Sterilite
- Type: Private
- Founded: 1939; 87 years ago in Fitchburg, Massachusetts
- Founder: Saul Stone, Edward Stone, Earl Tupper
- Products: Preparation, storage, serving products for the kitchen and home, and beauty products
- Website: sterilite.com

= Sterilite =

American manufacturer of plastic storage containers

Sterilite Corporation is an American manufacturer of plastic storage containers. The company was founded by Saul and Edward Stone and Earl Tupper in 1939.

== History ==

Sterilite was founded in 1939 in Fitchburg, Massachusetts as a partnership between Saul and Edward Stone and Earl Tupper, the inventor of Tupperware. The company gained initial business by selling plastic goods to the Armed Forces during World War II. The company later expanded operations to produce toys, storage tools, giftware, and other plastic items.
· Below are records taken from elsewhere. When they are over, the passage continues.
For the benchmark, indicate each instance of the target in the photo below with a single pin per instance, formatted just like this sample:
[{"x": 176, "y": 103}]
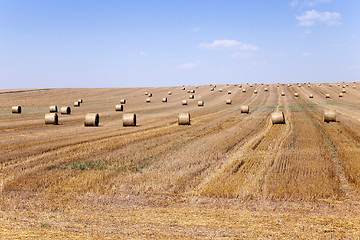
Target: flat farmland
[{"x": 227, "y": 175}]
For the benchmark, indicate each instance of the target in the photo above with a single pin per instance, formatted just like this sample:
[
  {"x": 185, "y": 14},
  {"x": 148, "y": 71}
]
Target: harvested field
[{"x": 226, "y": 176}]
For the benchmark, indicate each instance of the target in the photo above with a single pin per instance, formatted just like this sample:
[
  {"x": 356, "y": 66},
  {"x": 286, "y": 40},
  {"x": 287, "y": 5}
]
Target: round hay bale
[
  {"x": 129, "y": 119},
  {"x": 65, "y": 110},
  {"x": 184, "y": 118},
  {"x": 329, "y": 116},
  {"x": 91, "y": 120},
  {"x": 278, "y": 117},
  {"x": 53, "y": 108},
  {"x": 51, "y": 118},
  {"x": 119, "y": 107},
  {"x": 244, "y": 108},
  {"x": 16, "y": 109}
]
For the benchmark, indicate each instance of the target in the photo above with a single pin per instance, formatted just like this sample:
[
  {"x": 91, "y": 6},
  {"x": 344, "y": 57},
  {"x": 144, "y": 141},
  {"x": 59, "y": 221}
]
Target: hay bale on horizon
[
  {"x": 16, "y": 109},
  {"x": 119, "y": 107},
  {"x": 65, "y": 110},
  {"x": 53, "y": 108}
]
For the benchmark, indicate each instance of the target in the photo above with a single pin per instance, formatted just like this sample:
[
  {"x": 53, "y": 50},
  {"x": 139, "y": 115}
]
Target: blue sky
[{"x": 84, "y": 43}]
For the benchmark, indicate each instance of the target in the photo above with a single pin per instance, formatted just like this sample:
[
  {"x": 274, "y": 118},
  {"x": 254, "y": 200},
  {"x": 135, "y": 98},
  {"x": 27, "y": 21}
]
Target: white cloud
[
  {"x": 307, "y": 3},
  {"x": 228, "y": 44},
  {"x": 195, "y": 29},
  {"x": 189, "y": 65},
  {"x": 258, "y": 63},
  {"x": 242, "y": 54},
  {"x": 310, "y": 18},
  {"x": 353, "y": 67},
  {"x": 142, "y": 53},
  {"x": 305, "y": 33},
  {"x": 336, "y": 45}
]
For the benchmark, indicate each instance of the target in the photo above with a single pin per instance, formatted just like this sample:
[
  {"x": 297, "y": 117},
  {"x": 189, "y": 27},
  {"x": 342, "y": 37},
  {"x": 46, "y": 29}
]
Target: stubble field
[{"x": 227, "y": 175}]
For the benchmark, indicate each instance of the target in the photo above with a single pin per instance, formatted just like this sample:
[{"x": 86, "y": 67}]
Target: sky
[{"x": 133, "y": 43}]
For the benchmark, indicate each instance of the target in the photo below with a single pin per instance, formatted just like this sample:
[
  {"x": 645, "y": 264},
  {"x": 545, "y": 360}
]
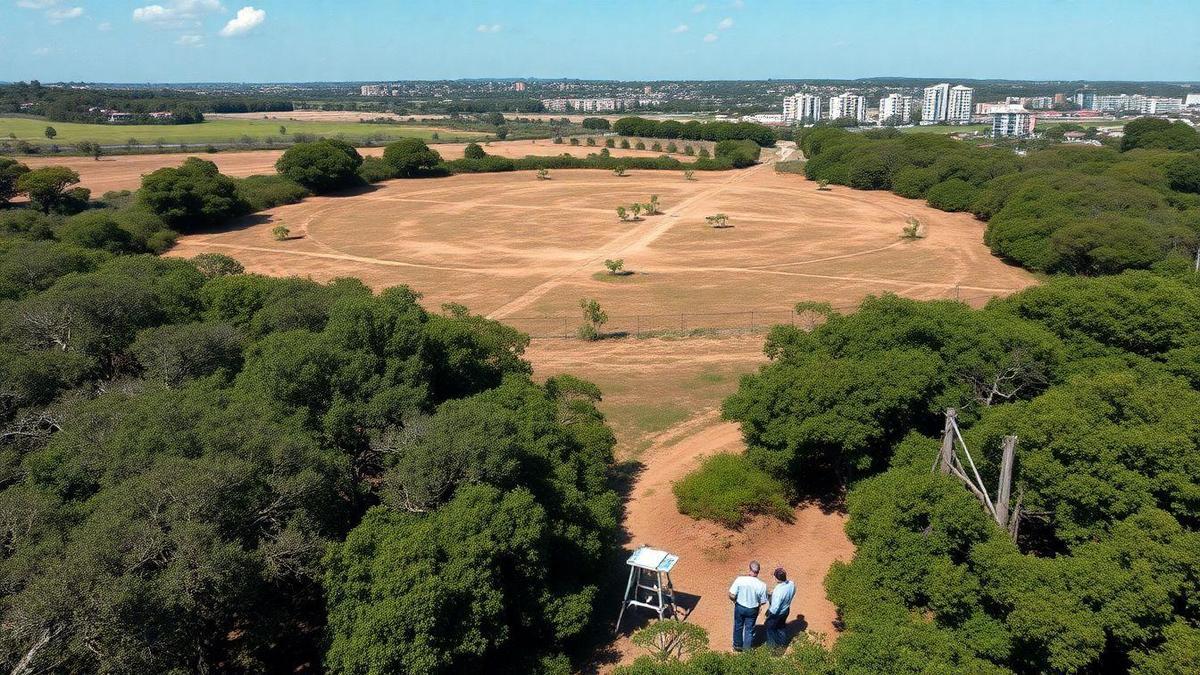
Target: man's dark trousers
[{"x": 743, "y": 626}]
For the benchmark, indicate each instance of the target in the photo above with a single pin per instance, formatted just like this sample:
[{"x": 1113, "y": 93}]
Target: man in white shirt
[
  {"x": 748, "y": 593},
  {"x": 775, "y": 622}
]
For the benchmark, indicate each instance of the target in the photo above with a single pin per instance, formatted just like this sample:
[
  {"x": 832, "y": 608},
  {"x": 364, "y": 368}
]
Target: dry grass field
[{"x": 514, "y": 248}]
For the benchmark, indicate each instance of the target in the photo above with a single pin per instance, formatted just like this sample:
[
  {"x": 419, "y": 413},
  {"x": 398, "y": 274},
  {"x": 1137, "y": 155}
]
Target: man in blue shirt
[
  {"x": 748, "y": 593},
  {"x": 777, "y": 613}
]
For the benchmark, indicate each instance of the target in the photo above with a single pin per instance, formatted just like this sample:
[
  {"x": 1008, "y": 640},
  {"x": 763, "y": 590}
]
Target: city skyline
[{"x": 178, "y": 41}]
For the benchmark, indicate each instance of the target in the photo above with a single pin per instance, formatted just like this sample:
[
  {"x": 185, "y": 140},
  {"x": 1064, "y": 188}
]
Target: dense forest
[{"x": 1066, "y": 209}]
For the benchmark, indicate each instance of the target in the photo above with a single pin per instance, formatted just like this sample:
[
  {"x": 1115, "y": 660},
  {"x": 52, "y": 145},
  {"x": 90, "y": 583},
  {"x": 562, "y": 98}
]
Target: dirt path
[{"x": 712, "y": 555}]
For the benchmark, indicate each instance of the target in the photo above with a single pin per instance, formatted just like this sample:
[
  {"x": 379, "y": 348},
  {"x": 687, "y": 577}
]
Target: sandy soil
[
  {"x": 663, "y": 398},
  {"x": 520, "y": 249},
  {"x": 125, "y": 172}
]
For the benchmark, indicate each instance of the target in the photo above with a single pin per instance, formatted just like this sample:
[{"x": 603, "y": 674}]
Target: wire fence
[{"x": 684, "y": 323}]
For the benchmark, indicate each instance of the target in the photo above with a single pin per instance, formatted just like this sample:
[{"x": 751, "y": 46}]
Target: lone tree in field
[
  {"x": 593, "y": 318},
  {"x": 913, "y": 230}
]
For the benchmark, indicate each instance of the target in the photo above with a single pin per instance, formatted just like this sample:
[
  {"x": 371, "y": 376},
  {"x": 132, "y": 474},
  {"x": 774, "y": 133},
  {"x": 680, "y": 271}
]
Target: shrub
[
  {"x": 375, "y": 169},
  {"x": 263, "y": 192},
  {"x": 474, "y": 151},
  {"x": 192, "y": 195},
  {"x": 729, "y": 489},
  {"x": 411, "y": 157},
  {"x": 322, "y": 166}
]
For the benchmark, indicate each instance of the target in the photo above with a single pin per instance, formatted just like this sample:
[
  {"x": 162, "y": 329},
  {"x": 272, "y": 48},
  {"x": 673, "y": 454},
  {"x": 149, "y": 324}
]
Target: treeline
[
  {"x": 1066, "y": 209},
  {"x": 1098, "y": 380},
  {"x": 695, "y": 130},
  {"x": 204, "y": 470},
  {"x": 60, "y": 103}
]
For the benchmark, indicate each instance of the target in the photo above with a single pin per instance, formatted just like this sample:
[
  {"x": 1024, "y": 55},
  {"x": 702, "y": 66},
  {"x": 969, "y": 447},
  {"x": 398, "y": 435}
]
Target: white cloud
[
  {"x": 177, "y": 12},
  {"x": 247, "y": 19},
  {"x": 65, "y": 13}
]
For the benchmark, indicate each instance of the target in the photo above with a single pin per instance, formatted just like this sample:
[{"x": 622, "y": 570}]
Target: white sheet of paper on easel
[{"x": 653, "y": 559}]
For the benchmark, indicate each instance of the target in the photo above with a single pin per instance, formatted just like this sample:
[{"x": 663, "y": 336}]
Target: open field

The company relocated to nearby Townsend, Massachusetts in 1968. By the mid-1970s, it was one of the largest independent manufacturers of private household plastic goods in the United States. The company has since opened manufacturing plants in Birmingham, Alabama, Lake Havasu City, Arizona, Massillon, Ohio, Clinton, South Carolina, Ennis, Texas, and Davenport, Iowa.

In 2009, Sterilite donated a new public library and senior center to Townsend, the largest gift in the town's history.